On the grounds that the states bringing the case lacked standing, the U.S. Supreme Court rejected the claim that the Biden administration bullied social media companies into removing content the government deemed dangerous. It was a reasonable ruling, but the court could and should have gone further and dismissed the complaint on the merits.

Government officials have the right to pressure journalists, newsrooms and social media companies to promote or even silence certain opinions, provided they do not directly or indirectly threaten them with punishment for disregarding them.

As you might imagine, we speak from experience. We have had many governors, mayors, or federal officials give us hate for something we have published or failed to publish. Sometimes the complaint is shallow, biased, and self-serving; sometimes it is rooted in a serious public policy dispute. Sometimes the public official is polite; sometimes he is less so.

Either way, criticism comes with being in a position of public authority: that goes for the people we elect, and it goes for those who run the news media.

Under the First Amendment, problems only arise when the government threatens, say, to subject a speaker to police action or the Federal Trade Commission action simply because of something he or she said, or to take away a tax break or a contract from the government.

That wasn’t what the higher court case was about. It was about whether the Biden administration acted within its free speech rights when it asked people at X, Facebook, and the like to remove posts containing disinformation about vaccines, the 2020 election, and the like.

No public sector employee said, “Nice little company, shame if something happened to it.” They simply expressed, often forcefully, a belief that disinformation can be harmful to democracy or public health—which, um, is true.

In the midst of a pandemic, when the lives of millions of people are at risk, it is entirely reasonable for the government to take a firm stand against those who spread messages that undermine public confidence in vaccines or spread baseless conspiracies that make the disease more likely to spread freely. Indeed, it is responsible. Where the right sees conspiracy, we see a government with strong convictions that wants social media policy to honestly implement principles it has, in many cases, already adopted.

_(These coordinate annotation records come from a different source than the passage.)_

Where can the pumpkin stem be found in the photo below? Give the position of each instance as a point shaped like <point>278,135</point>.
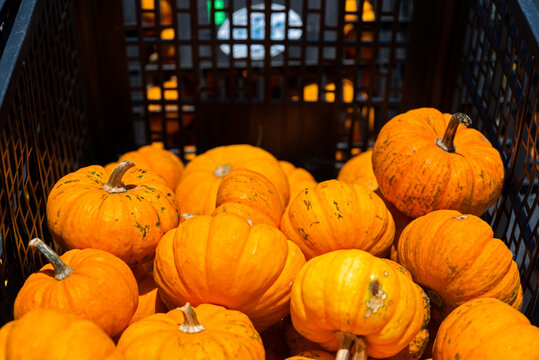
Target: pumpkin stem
<point>222,170</point>
<point>351,344</point>
<point>447,142</point>
<point>190,324</point>
<point>61,268</point>
<point>115,184</point>
<point>360,349</point>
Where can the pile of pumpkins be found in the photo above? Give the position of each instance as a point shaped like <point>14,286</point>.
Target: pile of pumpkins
<point>217,259</point>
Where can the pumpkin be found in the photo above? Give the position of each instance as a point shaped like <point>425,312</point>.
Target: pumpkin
<point>149,301</point>
<point>401,221</point>
<point>424,161</point>
<point>485,329</point>
<point>250,195</point>
<point>156,158</point>
<point>418,345</point>
<point>457,259</point>
<point>334,215</point>
<point>225,261</point>
<point>148,16</point>
<point>197,191</point>
<point>90,283</point>
<point>358,170</point>
<point>313,354</point>
<point>352,301</point>
<point>84,210</point>
<point>205,332</point>
<point>50,334</point>
<point>298,178</point>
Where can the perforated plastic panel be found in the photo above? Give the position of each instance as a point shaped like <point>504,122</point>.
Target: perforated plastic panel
<point>313,89</point>
<point>497,86</point>
<point>43,133</point>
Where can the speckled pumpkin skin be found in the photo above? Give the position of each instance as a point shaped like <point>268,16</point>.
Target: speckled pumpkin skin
<point>486,329</point>
<point>50,334</point>
<point>360,294</point>
<point>298,178</point>
<point>197,191</point>
<point>456,257</point>
<point>229,334</point>
<point>418,177</point>
<point>101,288</point>
<point>334,215</point>
<point>80,214</point>
<point>156,158</point>
<point>225,261</point>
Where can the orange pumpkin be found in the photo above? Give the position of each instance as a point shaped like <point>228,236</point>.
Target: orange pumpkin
<point>295,341</point>
<point>90,283</point>
<point>358,170</point>
<point>298,178</point>
<point>156,158</point>
<point>457,259</point>
<point>205,332</point>
<point>197,191</point>
<point>250,195</point>
<point>86,211</point>
<point>225,261</point>
<point>486,329</point>
<point>350,299</point>
<point>149,301</point>
<point>168,92</point>
<point>50,334</point>
<point>418,345</point>
<point>424,161</point>
<point>334,215</point>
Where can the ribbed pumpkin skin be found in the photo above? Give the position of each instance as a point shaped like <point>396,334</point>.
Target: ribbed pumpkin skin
<point>156,158</point>
<point>197,191</point>
<point>149,301</point>
<point>359,294</point>
<point>312,354</point>
<point>418,176</point>
<point>417,346</point>
<point>223,260</point>
<point>229,335</point>
<point>457,257</point>
<point>80,214</point>
<point>101,288</point>
<point>334,215</point>
<point>486,329</point>
<point>298,178</point>
<point>49,334</point>
<point>358,170</point>
<point>250,195</point>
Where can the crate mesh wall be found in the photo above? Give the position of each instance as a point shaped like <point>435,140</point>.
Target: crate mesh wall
<point>43,137</point>
<point>497,85</point>
<point>184,78</point>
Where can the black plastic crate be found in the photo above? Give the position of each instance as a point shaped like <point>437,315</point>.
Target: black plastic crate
<point>76,78</point>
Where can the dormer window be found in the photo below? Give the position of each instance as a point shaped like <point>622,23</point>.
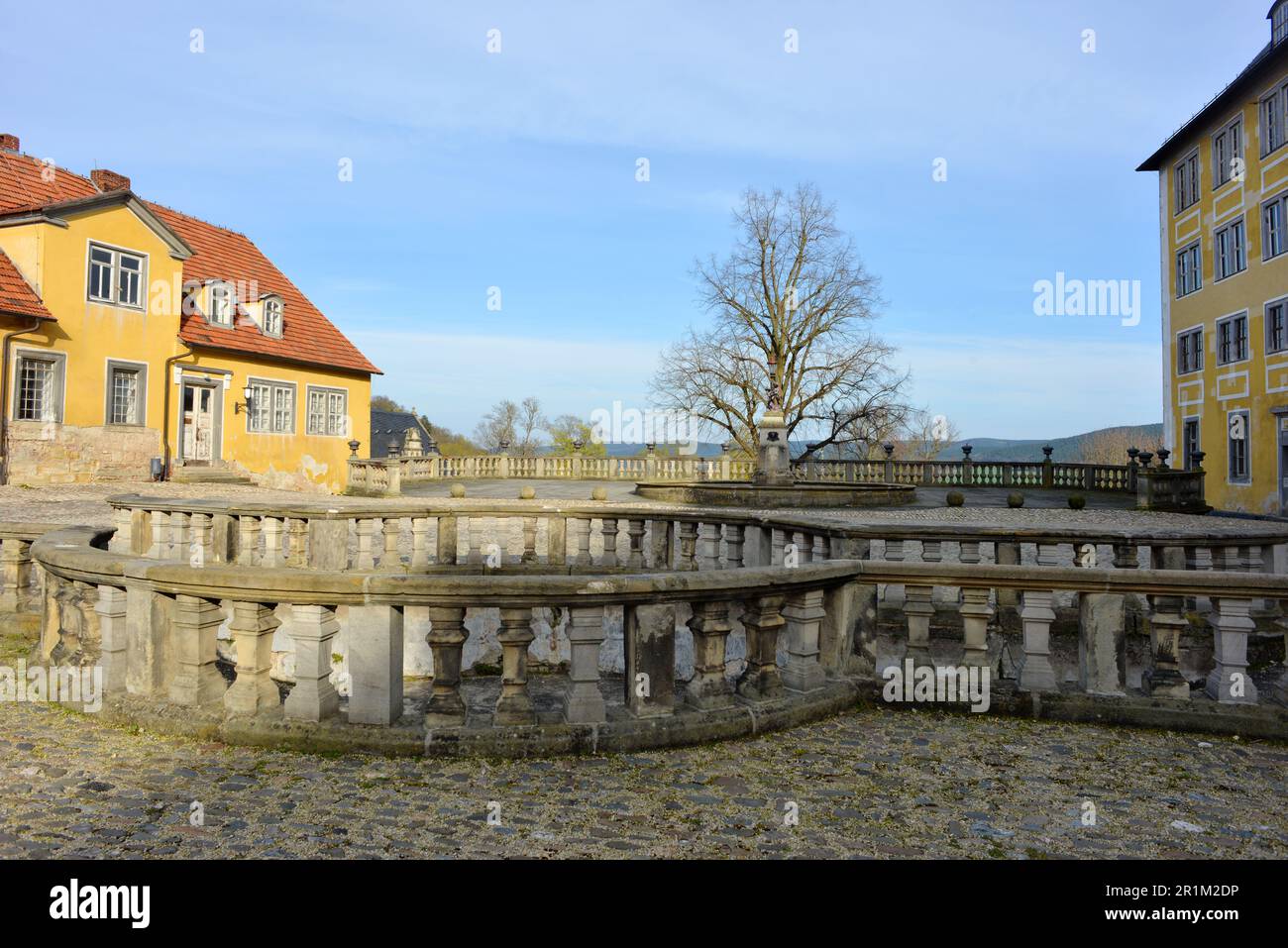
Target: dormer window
<point>222,304</point>
<point>271,316</point>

We also shouldn’t miss the irony: a case challenging the Biden administration on these principles went all the way to the Supreme Court, while during the Trump administration, the leader openly called the media the enemy of the people for daring to report on things he disagreed with.

If and when the Biden administration, or any other administration, demands that a social media company silence an account or faces the wrath of the federal government, that will be a different matter entirely — and we will almost certainly side with the recipient.

However, criticism is not a consequence of public policy.